April 23, 2009 13:29
Jewish sympathisers and demonstrators protest in front of the press room entrance during Iranian President Ahmadinejad’s press conference

By

Leon Symons Geneva

3 min read

The Serpent bar was where it all happened. In a vast room with floor-to-ceiling windows looking out over Lake Geneva, the wheelers and dealers worked to reach accommodations during the Durban Review Conference hosted at the United Nations centre in the Swiss town this week.

People huddled around tables drinking coffee and talking about the events of the week, dominated of course by the speech of Iranian president Mahmoud Ahmadinejad on Monday.

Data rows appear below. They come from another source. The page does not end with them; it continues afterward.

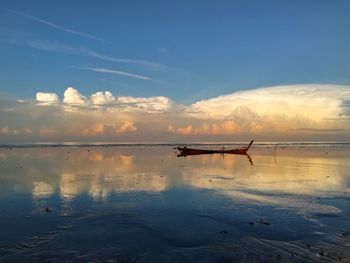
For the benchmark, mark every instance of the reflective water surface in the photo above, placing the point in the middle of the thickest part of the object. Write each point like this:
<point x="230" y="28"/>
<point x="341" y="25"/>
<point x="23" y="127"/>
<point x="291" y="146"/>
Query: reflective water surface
<point x="144" y="204"/>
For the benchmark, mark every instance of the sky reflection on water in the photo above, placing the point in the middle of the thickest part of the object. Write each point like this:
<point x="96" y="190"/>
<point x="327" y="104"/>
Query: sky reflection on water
<point x="212" y="204"/>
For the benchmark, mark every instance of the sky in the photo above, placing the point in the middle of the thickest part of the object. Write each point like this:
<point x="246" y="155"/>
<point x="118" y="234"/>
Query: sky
<point x="174" y="71"/>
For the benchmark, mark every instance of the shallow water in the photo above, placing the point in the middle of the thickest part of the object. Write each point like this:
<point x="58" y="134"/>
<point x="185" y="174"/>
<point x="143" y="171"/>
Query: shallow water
<point x="144" y="204"/>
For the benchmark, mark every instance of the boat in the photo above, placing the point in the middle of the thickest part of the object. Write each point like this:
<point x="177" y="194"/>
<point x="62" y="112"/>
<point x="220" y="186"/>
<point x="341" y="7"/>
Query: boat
<point x="184" y="151"/>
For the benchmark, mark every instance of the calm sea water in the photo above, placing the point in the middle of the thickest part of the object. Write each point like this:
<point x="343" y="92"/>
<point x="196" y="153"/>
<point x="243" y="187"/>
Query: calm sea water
<point x="144" y="204"/>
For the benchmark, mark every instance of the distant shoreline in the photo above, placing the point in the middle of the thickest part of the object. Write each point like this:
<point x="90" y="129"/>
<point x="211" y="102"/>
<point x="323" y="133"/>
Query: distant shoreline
<point x="102" y="144"/>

At one point, members of the Jewish Human Rights Coalition (the Jewish “caucus”, spearheaded by British Jewish leaders) were seen hunched around a table with British and African diplomats. Arguably the most bizarre tableau was two members of the Israel-hating Neturei Karta strictly Orthodox group consorting with various members of Arab and Muslim groups and wearing badges saying they were members of the Islamic Human Rights Commission.

The difference between Durban I, eight years ago, and this time, according to Jewish Leadership Council chief executive Jeremy Newmark, was that the governments decided what should go into the conference’s final document rather than the NGOs. In 2001 the NGOs held their own forum which dominated the proceedings and the final document. There was no NGO forum this time round.